Director Julius Avery (Son of a Gun, Overlord) does what he can, but the material simply isn’t there. Stallone is very good here as the anti-superhero, giving a gruff performance and letting loose at the end. Walton isn’t bad, conveying that “every kid” persona without being annoying. . . that particular trait goes to Moises Arias as Reza. He just bugged me with his over-the-top mugging. Dascha Polanco has a nice role as Sam’s mom and Martin Starr does a nice turn as the book store owner/Samaritan author. Then there’s Asbaek as the sinister Cyrus, whom you may remember as Euron Greyjoy in Game of Thrones. He’s the only one looking like he’s having any fun here. With his crazy eyes and Joker-like unpredictable behavior, he’s actually a worthy villain. Too bad the rest of the movie didn’t follow suit.
**Now streaming exclusively on Amazon Prime
The Return of Captain Invincible (1983)
This is a perfect example of how not to make a movie. Directed by Phillipe Mora, whose history of truly bad films is well known (The Howling III, Communion, Pterodactyl Women From Beverly Hills), and with a shoestring budget that shows!
Captain Invincible (Alan Arkin) is a true-blue American hero, gallantly fighting crime in the 40’s & 50’s, but after facing the “Red Scare” in the 1950’s, he’s labeled a Communist and flees to Australia to become a drunken hermit. Fast-forward to the 80’s and his old nemesis, Mr. Midnight (Christopher Lee), is up to no good as he plans on conquering the real estate market (like Lex Luthor) in NYC by using his nefarious Hypno-Ray on prospective buyers! Oh no! Aussie detective Patty Patria (Kate Fitzpatrick, looking like Glenn Close) accidentally finds the drunken Captain and informs the POTUS (Michael Pate).

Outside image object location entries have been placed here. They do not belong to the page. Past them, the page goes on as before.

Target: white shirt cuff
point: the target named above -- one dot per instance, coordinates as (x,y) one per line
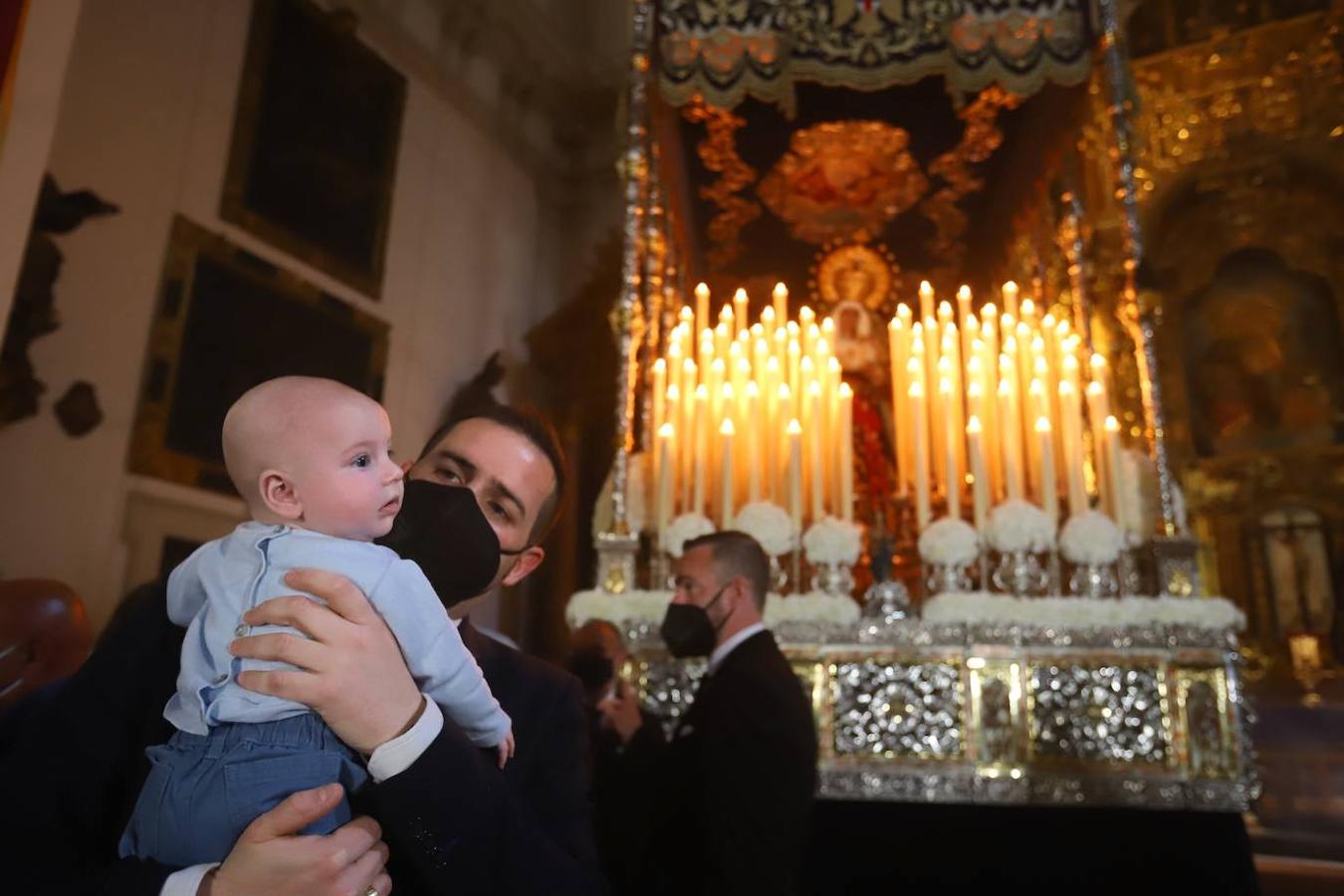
(399,753)
(185,881)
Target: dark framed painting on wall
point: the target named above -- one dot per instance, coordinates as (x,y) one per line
(316,131)
(227,320)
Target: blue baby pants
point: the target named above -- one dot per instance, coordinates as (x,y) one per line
(202,791)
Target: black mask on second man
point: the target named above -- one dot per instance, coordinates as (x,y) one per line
(687,629)
(442,530)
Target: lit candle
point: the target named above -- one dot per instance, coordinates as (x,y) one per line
(1072,433)
(753,434)
(726,481)
(814,450)
(664,499)
(899,349)
(1009,293)
(845,452)
(921,450)
(980,484)
(1114,500)
(1010,439)
(702,308)
(674,414)
(951,483)
(1048,497)
(793,431)
(702,450)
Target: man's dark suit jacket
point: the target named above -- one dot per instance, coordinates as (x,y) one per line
(454,823)
(740,778)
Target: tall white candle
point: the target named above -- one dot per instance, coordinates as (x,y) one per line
(980,485)
(1048,496)
(726,481)
(845,453)
(793,431)
(920,416)
(664,497)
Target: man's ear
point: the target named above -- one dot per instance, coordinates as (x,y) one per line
(527,561)
(280,497)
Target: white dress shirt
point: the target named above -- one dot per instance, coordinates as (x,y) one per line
(722,652)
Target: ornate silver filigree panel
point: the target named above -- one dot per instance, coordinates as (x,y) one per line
(1098,714)
(907,710)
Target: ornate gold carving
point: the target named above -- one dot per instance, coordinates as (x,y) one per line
(719,153)
(979,140)
(843,180)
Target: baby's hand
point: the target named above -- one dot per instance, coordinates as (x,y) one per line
(506,749)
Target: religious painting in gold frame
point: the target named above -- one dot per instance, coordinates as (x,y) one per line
(316,134)
(227,320)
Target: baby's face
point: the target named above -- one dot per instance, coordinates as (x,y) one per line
(344,474)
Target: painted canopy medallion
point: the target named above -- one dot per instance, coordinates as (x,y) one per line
(841,180)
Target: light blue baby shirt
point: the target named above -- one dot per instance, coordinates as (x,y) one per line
(215,585)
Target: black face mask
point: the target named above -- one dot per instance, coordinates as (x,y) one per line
(442,530)
(591,668)
(687,630)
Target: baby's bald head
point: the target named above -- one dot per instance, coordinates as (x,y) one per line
(277,426)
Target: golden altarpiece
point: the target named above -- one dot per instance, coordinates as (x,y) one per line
(999,514)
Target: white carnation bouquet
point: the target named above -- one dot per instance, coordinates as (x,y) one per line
(1091,539)
(1018,526)
(813,606)
(682,530)
(832,542)
(949,542)
(769,524)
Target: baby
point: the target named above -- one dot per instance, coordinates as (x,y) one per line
(311,457)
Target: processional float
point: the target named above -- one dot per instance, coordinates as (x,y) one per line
(1060,650)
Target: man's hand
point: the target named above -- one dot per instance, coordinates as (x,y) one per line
(621,712)
(351,670)
(271,857)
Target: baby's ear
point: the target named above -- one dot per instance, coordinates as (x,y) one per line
(279,493)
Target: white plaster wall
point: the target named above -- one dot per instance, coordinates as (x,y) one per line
(145,121)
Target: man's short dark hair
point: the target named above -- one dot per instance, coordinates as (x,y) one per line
(737,554)
(537,430)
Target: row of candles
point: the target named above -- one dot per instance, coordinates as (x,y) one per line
(988,403)
(995,402)
(752,411)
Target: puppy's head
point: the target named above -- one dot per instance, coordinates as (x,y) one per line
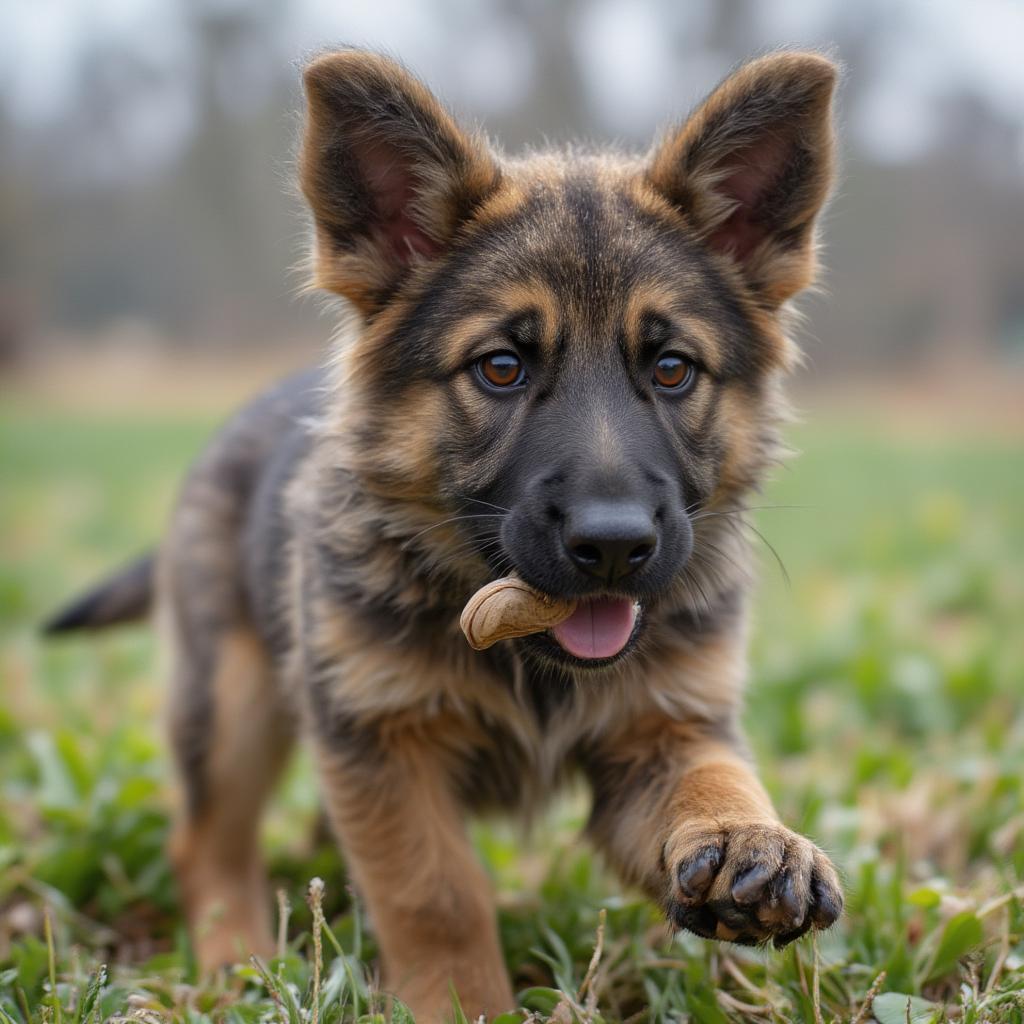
(574,353)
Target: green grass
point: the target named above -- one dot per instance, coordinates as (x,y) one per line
(885,709)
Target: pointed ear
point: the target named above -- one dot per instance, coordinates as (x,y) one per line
(753,167)
(387,173)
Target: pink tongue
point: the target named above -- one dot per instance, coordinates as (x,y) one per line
(597,629)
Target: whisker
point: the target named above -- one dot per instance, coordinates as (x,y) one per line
(479,501)
(445,522)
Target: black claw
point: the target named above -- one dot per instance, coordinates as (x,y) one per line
(826,903)
(698,920)
(779,941)
(696,873)
(739,919)
(750,885)
(788,899)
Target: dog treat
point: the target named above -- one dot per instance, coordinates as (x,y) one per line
(509,608)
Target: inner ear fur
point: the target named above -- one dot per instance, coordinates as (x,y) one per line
(753,166)
(388,174)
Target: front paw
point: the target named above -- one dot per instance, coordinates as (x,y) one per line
(749,883)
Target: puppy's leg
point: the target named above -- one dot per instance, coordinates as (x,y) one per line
(680,812)
(428,897)
(230,738)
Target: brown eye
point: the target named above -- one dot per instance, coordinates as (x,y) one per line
(502,370)
(674,372)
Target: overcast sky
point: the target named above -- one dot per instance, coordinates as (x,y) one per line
(641,60)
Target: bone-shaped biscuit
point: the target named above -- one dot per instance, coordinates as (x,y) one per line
(509,608)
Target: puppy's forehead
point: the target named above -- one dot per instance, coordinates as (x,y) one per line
(587,249)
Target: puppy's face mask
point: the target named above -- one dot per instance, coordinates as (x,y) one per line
(573,354)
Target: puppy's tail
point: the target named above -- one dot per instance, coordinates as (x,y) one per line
(124,597)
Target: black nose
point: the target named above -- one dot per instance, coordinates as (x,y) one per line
(609,540)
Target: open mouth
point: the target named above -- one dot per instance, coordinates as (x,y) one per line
(599,629)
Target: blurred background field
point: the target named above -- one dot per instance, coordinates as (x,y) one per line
(148,240)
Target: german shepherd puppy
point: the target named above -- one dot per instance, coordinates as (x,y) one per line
(565,366)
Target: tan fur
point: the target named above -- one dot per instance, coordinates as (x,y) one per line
(216,854)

After first reluctantly saying NO to his country, Captain Invincible agrees to fight evil once again, starting with a slow and painful recovery period where he has to regain his three dormant superpowers: flight, mental computer abilities, and magnetism. Needless to say, it takes a while for them to come back, while Mr. Midnight and his rat-like companion, Julius (Scott Smith) continue to wreak havoc. Midnight and his cronies try to frame the Captain and his Aussie friend to better his chances, but nothing works. Finally, Captain Invincible flies to NYC and, after getting back to his own Fortress of Solitude (inside the head of the Statue of Liberty), he figures out where Midnight is and goes after him, saving the day!
A truly awful movie with terrible dialogue (and did I mention it’s also a musical?), yet it was written by Steven E. DeSouza who also wrote Commando, 48 Hours, Die Hard 2, The Flintstones, and many others. Of course, this was his first screenplay, so I guess it can be forgiven. The songs and dancing are instantly forgettable and are only there to piss you off as they add nothing to the movie. The acting is all over the map as many look completely lost or hamming it up, except for Lee who embraces this role like he was doing Shakespeare, bless his heart. I can’t even recommend renting/streaming this as it’s a complete waste of your time if you do. You have been warned! LOL!
Tasty Trivia: James Coburn was this close to playing Captain Invincible, but turned it down at the last minute. Why? He had a huge problem with the “vacuum cleaner scene”, where sentient vacuum cleaners attack the Captain & Patty. It’s really dumb (which is about 90% of the movie!), so I have no idea why that particular scene gave Coburn problems. Arkin questioned that scene as well, but director Mora talked him into it. Go figure.